Nachsuche mit Aurelia vom Reinersbach

Von Markus Geith aus der Wachau

So, und jetzt etwas spät aber doch die Nachsuchen Story mit Aurelia. Ich versuche es möglichst kurz zu halten. In meinem zweiten Revier, wo ich seit kurzen einen Ausgehschein besitze, waren die letzten Wochen sehr starke Schäden durch Sauen in den Kulturen, teilweise bis an die Häuser, massiv.

Steirische Rauhaarbracke
Aurelia (Auri) vom Reinersbach

Daher regelmäßig ansitzen oder von Plätzen mit viel Aussicht auf die Sauen warten, anpirschen und versuchen eine zu erlegen. Ich war wieder unterwegs und entdeckte eine Rotte in einer Obstkultur wo ich eine Woche zuvor schon von derselben Rotte eine entnehmen konnte. Auf gut 100 Meter ist eine kleine Gasse wo die Sauen gut zu beschießen sind. Ich konnte, während die Rotte Richtung Obstanlage zog, dahinter eine 4 ha große Christbaumanlage und dann der eigentliche Wald, mich zu einer nahegelegenen Kanzel pirschen und erwarte dort die Sauen.

In der Kanzel angekommen und dem Wissen wo die Schwarzen jeden Moment auftauchen werden, richtete ich mir mehrere Bretter als Auflagen. Auch direkt quer zur Büchse zwischen dem Fenster und mir um wirklich ruhig die Waffe zu betten. Bei der Eile natürlich nicht ganz einfach und gerade noch rechtzeitig fertig, kam die Rotte schon am Gegenhang über einen 15 Meter tiefen Graben mit viel Gebüsch durch. Wohl 15 Stück mochten es sein, die ich immer nur in Teilen sah, Bache mit 4 kleinen Frischlingen, eine weitere Bache mit Streifenhörnchen und ein Überläufer mit so gut 30 kg vielleicht an die 40 kg. kam oberhalb und parallel mit. Leider so, dass die gut gebettete Büchse zwar in Richtung der ausgewählten Sau lag, aber ich nicht exakt mit dem Leuchtpunkt hinters Blatt kam. Also rückte ich ganz vorsichtig die Waffe seitlich und den Punkt auf der Sau sehend.

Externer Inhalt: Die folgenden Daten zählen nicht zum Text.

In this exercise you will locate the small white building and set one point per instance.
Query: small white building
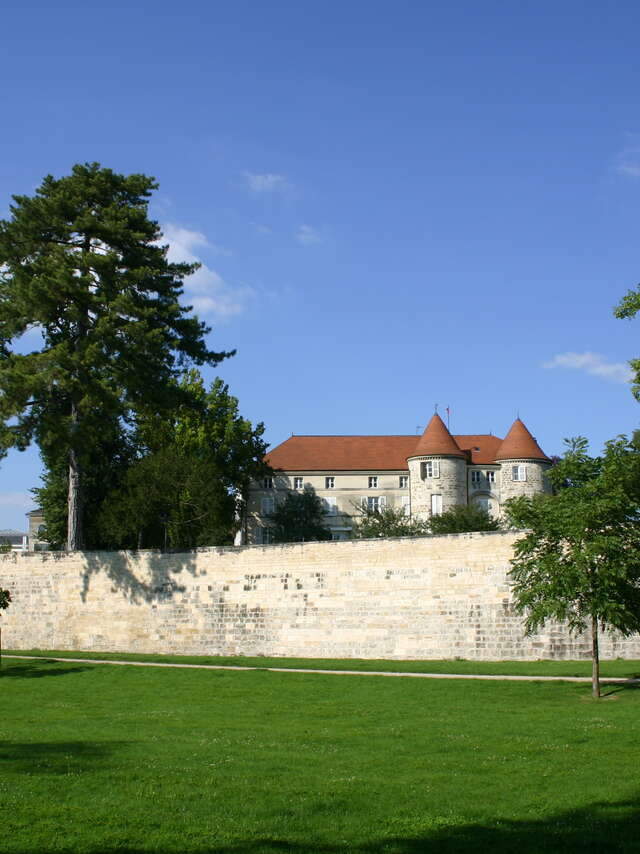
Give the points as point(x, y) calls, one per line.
point(16, 539)
point(424, 475)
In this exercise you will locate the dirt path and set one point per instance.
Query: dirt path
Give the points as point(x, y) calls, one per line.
point(605, 679)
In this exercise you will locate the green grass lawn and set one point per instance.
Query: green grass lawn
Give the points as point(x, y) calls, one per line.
point(95, 758)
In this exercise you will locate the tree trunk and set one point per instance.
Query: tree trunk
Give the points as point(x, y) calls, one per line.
point(595, 659)
point(74, 514)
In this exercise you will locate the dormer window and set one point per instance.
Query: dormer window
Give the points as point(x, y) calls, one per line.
point(431, 469)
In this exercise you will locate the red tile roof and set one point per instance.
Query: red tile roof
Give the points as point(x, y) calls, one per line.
point(436, 439)
point(519, 444)
point(368, 453)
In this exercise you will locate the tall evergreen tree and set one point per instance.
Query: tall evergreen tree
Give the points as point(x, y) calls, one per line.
point(81, 261)
point(183, 490)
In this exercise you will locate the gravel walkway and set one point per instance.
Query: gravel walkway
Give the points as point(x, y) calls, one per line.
point(604, 679)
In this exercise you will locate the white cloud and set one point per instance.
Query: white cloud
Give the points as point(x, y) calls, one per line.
point(206, 290)
point(307, 235)
point(264, 230)
point(17, 500)
point(265, 182)
point(592, 363)
point(628, 160)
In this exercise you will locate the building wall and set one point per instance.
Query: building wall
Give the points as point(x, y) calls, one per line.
point(535, 483)
point(433, 597)
point(451, 484)
point(349, 490)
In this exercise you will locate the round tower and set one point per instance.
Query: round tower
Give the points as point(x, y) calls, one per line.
point(523, 464)
point(437, 472)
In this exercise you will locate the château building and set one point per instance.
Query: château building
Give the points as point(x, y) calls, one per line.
point(424, 475)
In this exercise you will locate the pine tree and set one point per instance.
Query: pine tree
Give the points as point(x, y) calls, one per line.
point(81, 261)
point(183, 490)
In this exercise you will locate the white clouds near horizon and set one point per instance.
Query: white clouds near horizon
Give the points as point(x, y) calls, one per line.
point(17, 500)
point(307, 235)
point(206, 290)
point(592, 363)
point(265, 182)
point(628, 160)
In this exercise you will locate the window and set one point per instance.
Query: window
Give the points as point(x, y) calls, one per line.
point(330, 506)
point(431, 469)
point(268, 505)
point(484, 504)
point(267, 536)
point(373, 503)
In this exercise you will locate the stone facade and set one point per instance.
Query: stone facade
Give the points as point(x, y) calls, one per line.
point(420, 475)
point(448, 480)
point(432, 597)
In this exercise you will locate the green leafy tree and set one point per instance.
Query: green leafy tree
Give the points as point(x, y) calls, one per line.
point(580, 561)
point(462, 518)
point(388, 522)
point(184, 489)
point(299, 518)
point(628, 307)
point(82, 262)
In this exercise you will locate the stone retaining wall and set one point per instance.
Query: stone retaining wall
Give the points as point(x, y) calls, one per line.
point(432, 597)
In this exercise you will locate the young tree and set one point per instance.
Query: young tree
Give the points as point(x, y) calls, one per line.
point(629, 306)
point(183, 489)
point(81, 261)
point(462, 518)
point(580, 561)
point(388, 522)
point(299, 518)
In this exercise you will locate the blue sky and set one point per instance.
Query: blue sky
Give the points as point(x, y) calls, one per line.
point(396, 204)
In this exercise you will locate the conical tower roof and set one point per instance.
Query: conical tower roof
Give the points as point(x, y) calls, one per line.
point(519, 444)
point(436, 439)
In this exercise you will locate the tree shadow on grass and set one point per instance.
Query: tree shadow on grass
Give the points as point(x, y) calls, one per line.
point(55, 757)
point(609, 691)
point(36, 671)
point(594, 828)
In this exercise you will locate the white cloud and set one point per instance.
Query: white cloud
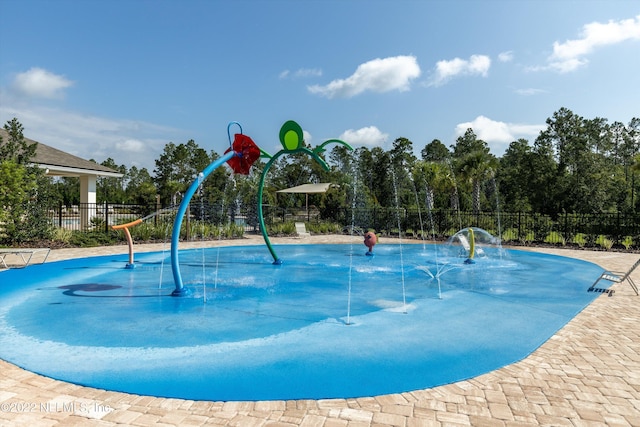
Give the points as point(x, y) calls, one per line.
point(498, 134)
point(378, 75)
point(530, 91)
point(570, 55)
point(40, 83)
point(131, 146)
point(369, 136)
point(128, 142)
point(446, 70)
point(505, 56)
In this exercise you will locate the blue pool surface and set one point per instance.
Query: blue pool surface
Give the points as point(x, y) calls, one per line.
point(329, 322)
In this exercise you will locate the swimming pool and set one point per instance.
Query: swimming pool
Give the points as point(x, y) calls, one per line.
point(329, 322)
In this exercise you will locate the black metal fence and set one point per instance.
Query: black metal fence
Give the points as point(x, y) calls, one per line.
point(514, 227)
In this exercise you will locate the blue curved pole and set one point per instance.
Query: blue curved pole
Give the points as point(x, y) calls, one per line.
point(180, 290)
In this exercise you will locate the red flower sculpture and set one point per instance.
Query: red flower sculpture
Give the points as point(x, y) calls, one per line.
point(247, 152)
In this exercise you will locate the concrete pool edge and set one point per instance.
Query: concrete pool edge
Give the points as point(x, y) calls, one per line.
point(589, 370)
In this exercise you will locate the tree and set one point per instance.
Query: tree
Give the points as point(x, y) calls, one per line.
point(111, 189)
point(473, 165)
point(515, 175)
point(435, 151)
point(176, 169)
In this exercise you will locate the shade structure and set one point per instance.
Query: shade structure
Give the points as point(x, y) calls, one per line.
point(308, 188)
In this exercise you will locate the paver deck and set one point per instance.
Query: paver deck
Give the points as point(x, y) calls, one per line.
point(587, 374)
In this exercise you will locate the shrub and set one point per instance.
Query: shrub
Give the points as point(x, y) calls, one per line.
point(627, 242)
point(555, 238)
point(510, 235)
point(604, 242)
point(579, 239)
point(62, 235)
point(528, 238)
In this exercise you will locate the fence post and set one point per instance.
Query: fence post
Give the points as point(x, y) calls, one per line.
point(106, 217)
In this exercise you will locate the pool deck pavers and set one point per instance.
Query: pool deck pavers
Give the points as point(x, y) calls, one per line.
point(587, 374)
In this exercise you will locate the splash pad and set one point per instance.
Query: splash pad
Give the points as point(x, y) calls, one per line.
point(331, 322)
point(281, 332)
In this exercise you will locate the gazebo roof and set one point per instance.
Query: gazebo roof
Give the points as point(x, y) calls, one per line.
point(308, 188)
point(58, 163)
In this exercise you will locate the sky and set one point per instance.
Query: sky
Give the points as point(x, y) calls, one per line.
point(121, 79)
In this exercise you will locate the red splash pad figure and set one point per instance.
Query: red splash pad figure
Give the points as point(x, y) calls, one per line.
point(370, 241)
point(247, 152)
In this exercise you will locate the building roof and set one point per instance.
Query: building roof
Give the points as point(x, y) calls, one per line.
point(59, 163)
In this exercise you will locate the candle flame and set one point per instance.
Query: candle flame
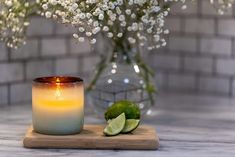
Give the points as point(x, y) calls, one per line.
point(58, 93)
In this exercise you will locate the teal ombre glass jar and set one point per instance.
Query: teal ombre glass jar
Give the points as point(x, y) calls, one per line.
point(58, 105)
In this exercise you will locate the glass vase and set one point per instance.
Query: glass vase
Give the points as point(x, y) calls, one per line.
point(119, 79)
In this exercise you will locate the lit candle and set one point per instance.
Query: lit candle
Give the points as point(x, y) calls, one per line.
point(58, 105)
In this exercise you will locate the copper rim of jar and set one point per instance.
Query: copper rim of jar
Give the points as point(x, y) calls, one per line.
point(54, 80)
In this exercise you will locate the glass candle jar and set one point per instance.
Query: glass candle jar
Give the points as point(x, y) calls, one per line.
point(58, 105)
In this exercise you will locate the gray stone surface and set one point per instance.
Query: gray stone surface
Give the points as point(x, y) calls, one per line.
point(188, 126)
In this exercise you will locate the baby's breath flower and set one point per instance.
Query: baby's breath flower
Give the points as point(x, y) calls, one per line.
point(14, 21)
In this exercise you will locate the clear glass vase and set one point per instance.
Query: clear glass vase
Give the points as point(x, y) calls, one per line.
point(119, 79)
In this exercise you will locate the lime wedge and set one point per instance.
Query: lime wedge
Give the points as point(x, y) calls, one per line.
point(130, 109)
point(130, 125)
point(115, 126)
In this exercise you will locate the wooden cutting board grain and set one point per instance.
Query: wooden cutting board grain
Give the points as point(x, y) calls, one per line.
point(143, 138)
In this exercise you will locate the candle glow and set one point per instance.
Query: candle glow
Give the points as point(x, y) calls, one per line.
point(58, 105)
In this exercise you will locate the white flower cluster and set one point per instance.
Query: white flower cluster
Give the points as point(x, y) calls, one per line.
point(125, 22)
point(222, 5)
point(13, 21)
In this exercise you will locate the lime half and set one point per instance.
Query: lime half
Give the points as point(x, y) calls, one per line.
point(130, 109)
point(115, 126)
point(130, 125)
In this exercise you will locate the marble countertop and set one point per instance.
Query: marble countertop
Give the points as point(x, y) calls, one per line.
point(188, 125)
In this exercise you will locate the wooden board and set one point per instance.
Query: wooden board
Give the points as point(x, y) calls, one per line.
point(144, 137)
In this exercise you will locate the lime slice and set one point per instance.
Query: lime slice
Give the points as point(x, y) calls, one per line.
point(130, 109)
point(115, 126)
point(130, 125)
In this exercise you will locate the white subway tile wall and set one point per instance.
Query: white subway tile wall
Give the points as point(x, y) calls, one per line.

Leider war die quergelegte Latte etwas zu kurz und fiel ab. Die Waffe hob etwas ab und der Schuss brach. Ich konnte einen Kugelschlag hören und die Sau mit kurzen schnellen Schritten wegflüchten sehen, als einzige bergab in den Graben vor mir. Mist, und Schuss hat die auch. Etwa anderthalb Minuten dauerte es bis sich die Rotte dann verkrümelt hat, nachschießen ging nicht und eine weitere Sau beschießen war kein Thema.

Ich rief später meinen Freund und Jagdkollegen an, der unweit ebenfalls ansaß. Mit ihm gingen wir zum Anschuss mit Aurelia, kurze Vorsuche unsererseits brachte anfangs nichts, dann setzte ich Auri an, erst ein paar Meter vom vermuteten Anschuss ging sie etwas bergauf wohl auf den Gesundfährten nach um dann zurückzukehren und wie ich sehen konnte, bergab in den Graben.

Na Klasse, viel Gestrüpp, das kann ja heiter werden. Runter die Böschung die zum Glück nicht sehr dicht war, aber den Sauen einen sicheren Wechsel bietet. Steile 15 Meter bergab im Matsch…..kein Schweiß, die Wundfährte unter den vielen Trittsiegeln war auch kaum etwas auszumachen. Im Graben dann gings 30 Meter in Fluchtrichtung, plötzlich verweist Auri etwas Schweiß.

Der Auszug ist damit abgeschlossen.